An honest and fair reader is due an account of how the following manuscript came into my possession, so that he might properly judge the frankly fantastical story to be discovered therein, the veracity of which I, myself, am now reluctantly convinced despite my initial incredulity.
Having heard through the popular press of the now-infamous Horatio G. Bloomincracker, doctor of botany and prodigious collector of curious tribal artifacts, of his sudden disappearance 15 years ago and his unexpected re-emergence from the darkest India jungles, of the curious artifacts found in his possession and his simultaneous appointment to a chair at Oxford and a cell at Bedlam, and the subsequent and possibly related reduction of much of the Midlands to a smoldering crater, it was with some not mild trepidation that I received an invitation to meet the great man.

I am of some reputation as a botanist myself, as the reader is no doubt aware. Having traveled the world in an ongoing if so far futile attempt to obtain specimens of the legendary Walking tree of Dahomey, I am more acquainted than most scholars with the various lands and peoples of this fair globe. Thus, there is a logic to Dr. Bloomincracker’s decision to unburden himself to me. Such is my fate: to share his burden, and to make known his travails, as a cautionary tale to all of humanity.
Bedlam was chosen for the fateful meeting, as Oxford was all booked up. I was shown to a large and not unpleasant anteroom with a lovely view of the lawn and the howling psychotics that peopled it, not so unlike similar facilities at Oxford. I had heard Dr. Bloomincracker’s health had been failing, which would hardly surprise any reader who knew the tale.
The great man entered the room on the arm of the Dean of Divinity, a Reverend Schoppinvax, who steered him into a chair facing mine. After the briefest of introduction, the good Reverend made his departure as if his hair were on fire.
Dr. Bloomincracker appeared before me as a glorious ruin. A man who in his youth had first made his name as a bear wrestler was now withered and hunched, although not yet 50 years of age. His once thick black hair was reduced to a motley of grey thatch and bare, splotched pate; his once imposing frame a twisted hulk; his fine broad forehead as lined as a map of Khartoum; his expressive lips and strong chin now hidden behind a wooly mustache and a goat’s beard. His attire had suffered in a similar manner: what had been once proper morning dress was now a wrinkled, grease stained mockery.
His notorious blue eyes, rumored to have had a dramatic effect on both truculent natives and the weaker sex, were now watery and reddened, and focused, it seemed, at two different distances behind, above and to the right of my face.
Without further ceremony, he reached into his waistcoat and produced a bundle of withered banana leaves, upon which were scribbled, perhaps in Sanskrit but certainly in wax pencil, something utterly inscrutable.
“Read this!” he demanded.

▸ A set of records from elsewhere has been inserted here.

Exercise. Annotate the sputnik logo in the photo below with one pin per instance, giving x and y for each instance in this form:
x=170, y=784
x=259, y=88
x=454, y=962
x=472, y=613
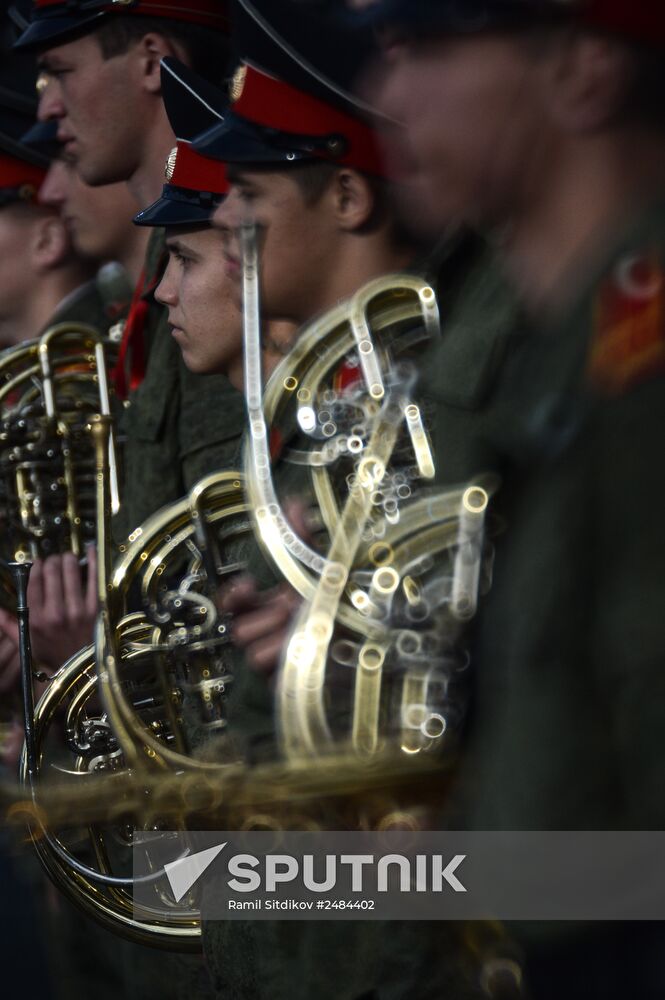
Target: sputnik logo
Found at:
x=183, y=873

A look of confusion must have passed over my face, but the good doctor did not seem to notice. Instead, he again stuck a hand into his waistcoat and produced a small package wrapped in a scrap of cloth.
“Would you like to see the Artifact?” He thrust the package at me without waiting for the answer. I took it gingerly in hand, and unwrapped it as the doctor fidgeted eagerly.
The cloth disgorged into my palm a small metallic oblong about the size of a robin’s egg. On each side was carved a squatting frog-god, on one side with eyes and mouth gaping, on the other with them closed. The remaining surface was curiously graven everywhere with indecipherable runes. A blood red and unshaped gem was savagely afixed to one end. I was struck with fear: it looked for all the world like a trinket one might pick up at a country fair, albeit from a country with very poorly developed aesthetics. I felt a sudden urge to toss the Artifact out the window, but feared I might harm one of the psychotic with which the lawn below was thick.
Before I could speak, the good doctor began telling me the tale that follows.
This is exactly what I was talking about in my post about The Invisible Character.
Didn’t see an obvious search function on your blog – could you point me to this post? Thanks!
https://mishaburnett.wordpress.com/2018/11/11/the-invisible-character/
Thanks, good essay. I had just picked up a A. Merritt story, don’t remember which one, which began in a very similar way to my little exercise (although less over the top). I was thus inspired.
They sure knew how to write in the 19th century.
😉 Although. on a given day, Vance sounds a lot like this as well.
A bit like the beginning of “The Venus of Azombeii” by Clark Ashton Smith.